What happens when 33 practitioners from 17 organizations descend upon the quiet German city of Bonn to discuss knowledge flow, data and technology? Quite a lot, as I recently had the chance to see.
The Global Delivery Initiative organized the second Working Group Meeting for DeCODE, an evidence-based system that helps development practitioners identify, prioritize, and address delivery challenges. The two-day workshop of GDI partners hosted rich discussions on diverse topics from technology platforms, to behavior change, to knowledge management and how to use machine learning techniques. While I think that everyone learned a lot, and there was a great deal of rich food for thought, two things in particular stuck with me.
Similar challenges, similar solutions. If one thing was clear, then it was this.

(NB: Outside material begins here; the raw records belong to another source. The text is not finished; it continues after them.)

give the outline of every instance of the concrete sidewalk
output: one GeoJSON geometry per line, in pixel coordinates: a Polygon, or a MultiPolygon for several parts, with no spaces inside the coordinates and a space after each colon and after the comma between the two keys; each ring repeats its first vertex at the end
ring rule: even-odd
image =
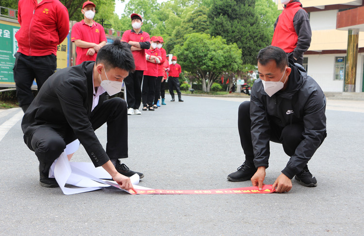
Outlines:
{"type": "MultiPolygon", "coordinates": [[[[244,161],[237,109],[247,98],[169,98],[155,111],[128,117],[123,161],[145,174],[140,185],[250,186],[226,179],[244,161]]],[[[328,137],[309,163],[318,186],[294,180],[284,194],[134,196],[107,188],[66,196],[39,185],[38,161],[19,121],[0,141],[0,235],[363,235],[364,104],[339,102],[328,99],[328,137]]],[[[0,128],[19,110],[0,112],[0,128]]],[[[105,146],[106,126],[96,133],[105,146]]],[[[289,158],[280,144],[271,150],[267,184],[289,158]]],[[[72,160],[90,161],[82,147],[72,160]]]]}

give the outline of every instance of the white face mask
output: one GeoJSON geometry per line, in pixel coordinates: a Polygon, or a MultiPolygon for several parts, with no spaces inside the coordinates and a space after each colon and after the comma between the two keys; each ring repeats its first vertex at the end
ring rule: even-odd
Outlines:
{"type": "Polygon", "coordinates": [[[156,48],[157,45],[157,43],[152,43],[151,44],[150,44],[150,46],[153,48],[156,48]]]}
{"type": "Polygon", "coordinates": [[[132,24],[133,29],[140,29],[142,28],[142,22],[134,22],[132,24]]]}
{"type": "MultiPolygon", "coordinates": [[[[263,87],[264,87],[264,91],[265,91],[266,94],[267,94],[270,97],[271,97],[274,94],[283,88],[284,83],[281,80],[283,79],[283,77],[284,76],[285,72],[286,70],[284,69],[284,72],[283,73],[282,78],[281,78],[280,81],[264,81],[262,79],[262,82],[263,84],[263,87]]],[[[287,77],[286,77],[284,82],[285,82],[286,80],[287,77]]]]}
{"type": "MultiPolygon", "coordinates": [[[[103,66],[102,66],[104,67],[103,66]]],[[[107,93],[109,96],[112,96],[115,95],[118,93],[120,93],[121,91],[121,87],[123,85],[123,82],[118,81],[111,81],[109,80],[109,78],[107,78],[107,75],[106,75],[106,71],[105,70],[104,67],[104,71],[105,71],[105,75],[106,76],[106,79],[102,80],[101,79],[101,75],[99,75],[100,80],[101,80],[101,83],[100,86],[102,87],[107,93]]]]}
{"type": "Polygon", "coordinates": [[[281,3],[284,5],[289,3],[290,1],[291,0],[281,0],[281,3]]]}
{"type": "Polygon", "coordinates": [[[84,16],[87,19],[92,20],[94,18],[94,16],[95,16],[95,12],[92,10],[89,10],[87,11],[84,12],[84,16]]]}

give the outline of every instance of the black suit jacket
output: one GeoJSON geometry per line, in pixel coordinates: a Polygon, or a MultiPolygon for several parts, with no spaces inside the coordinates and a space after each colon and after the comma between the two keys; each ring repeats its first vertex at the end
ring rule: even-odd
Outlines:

Despite the differences in the business models of the participating organizations, all of them grapple with similar sets of knowledge management challenges, like having a plethora of documents but no clear path to effective use; needing to improve the relevance of search results; effectively using lessons learned from past projects; managing repositories in multiple languages; and many other complex tasks such as breaking sectoral/regional silos. Fortunately, this common ground is not limited to the pain-points.
Much like convergent evolution whereby different organisms independently evolve similar traits, many of the innovative solutions our partners presented were centered around similar principles: experimenting with video and other vivid, concise formats to convey knowledge; leveraging machine learning techniques; following a user-centric and agile design approach.

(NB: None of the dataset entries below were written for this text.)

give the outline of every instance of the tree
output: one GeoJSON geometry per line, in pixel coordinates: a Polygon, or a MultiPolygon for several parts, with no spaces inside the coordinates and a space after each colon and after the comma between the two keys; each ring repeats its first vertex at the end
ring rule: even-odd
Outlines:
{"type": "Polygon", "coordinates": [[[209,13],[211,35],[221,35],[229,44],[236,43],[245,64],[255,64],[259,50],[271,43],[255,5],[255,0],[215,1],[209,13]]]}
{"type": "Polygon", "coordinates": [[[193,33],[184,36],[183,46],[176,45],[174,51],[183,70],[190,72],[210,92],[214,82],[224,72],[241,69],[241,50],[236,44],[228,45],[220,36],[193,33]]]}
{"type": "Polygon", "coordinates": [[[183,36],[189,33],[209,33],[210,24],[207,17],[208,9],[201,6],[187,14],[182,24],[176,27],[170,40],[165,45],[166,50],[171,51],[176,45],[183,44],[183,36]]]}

This fact clearly shows the value of collaborative development, and for two important reasons. First, while recognition of these problems is common across organizations, the approaches to solve them require skills that are not necessarily found in abundance in all the participating organizations. Collaboration can help fill those gaps and help develop solutions better than what one organization might develop single-handedly. Secondly, and more importantly, inclusion of data from other organizations can help improve the breadth and depth of information across individual organizations and ultimately impact development outcomes. Truly, in common pain lies common gain.
The double trouble of technology and culture. While we are attracted to technology solutions, we often see that these solutions run into a love-hate relationship with culture. Technological solutions to knowledge challenges are no different. The solutions that we discussed in Bonn were aided as much as they were impeded by technology and cultural change (read: behavior and incentives). For instance, no technology can help surface relevant knowledge from documents if the underlying documents don’t contain quality information. Ensuring quality information in these documents however entails creating the right incentives for practitioners – a task far beyond the reach of technology by itself.

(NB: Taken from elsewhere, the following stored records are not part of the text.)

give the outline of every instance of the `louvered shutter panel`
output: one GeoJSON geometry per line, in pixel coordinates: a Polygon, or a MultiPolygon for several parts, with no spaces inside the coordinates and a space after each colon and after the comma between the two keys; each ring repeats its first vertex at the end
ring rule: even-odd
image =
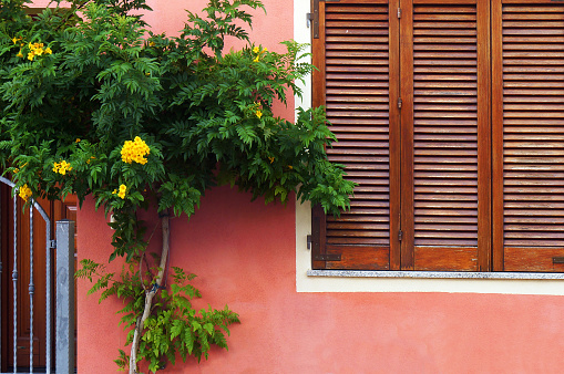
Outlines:
{"type": "Polygon", "coordinates": [[[495,270],[564,271],[564,3],[493,11],[495,270]]]}
{"type": "Polygon", "coordinates": [[[402,225],[413,238],[404,246],[414,270],[489,270],[489,2],[414,0],[412,18],[413,102],[402,116],[412,170],[402,180],[413,190],[404,187],[402,202],[412,194],[413,212],[402,225]]]}
{"type": "Polygon", "coordinates": [[[350,211],[340,218],[314,211],[322,226],[315,231],[326,232],[325,241],[321,239],[320,248],[314,253],[314,267],[389,269],[390,117],[393,114],[390,113],[388,1],[320,2],[319,19],[314,64],[320,71],[314,76],[317,91],[314,104],[326,106],[330,129],[338,138],[327,149],[329,159],[345,165],[348,178],[359,186],[350,211]],[[329,257],[324,260],[322,256],[329,257]]]}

Luckily, there are ways to avoid this classic ‘either-or’ trap. At our workshop, participants almost unanimously agreed that the solutions to KM challenges need to be a good balance of technology and culture. A suggested approach to achieve this was to take the ‘minimum viable product’ route. Rather than investing upfront in resource-intensive technology overhauls, our discussions emphasized the need to test smaller pilots and tweak them based on user feedback to develop solutions that truly address practitioner needs.
Personally, the most fulfilling aspect of the workshop was to learn that organizations have started to use technology, data analytics, and similar tools in a big way to improve the usage of knowledge from past projects. Although several impediments that prevent a full-fledged rollout persist – curation of quality content to avoid a ‘garbage-in-garbage-out’ scenario, developing and expanding in-house capacity to deliver on technology solutions, and most importantly helping uptake by introducing the right incentives – it is an encouraging beginning for technological solutions to use past data for future projects.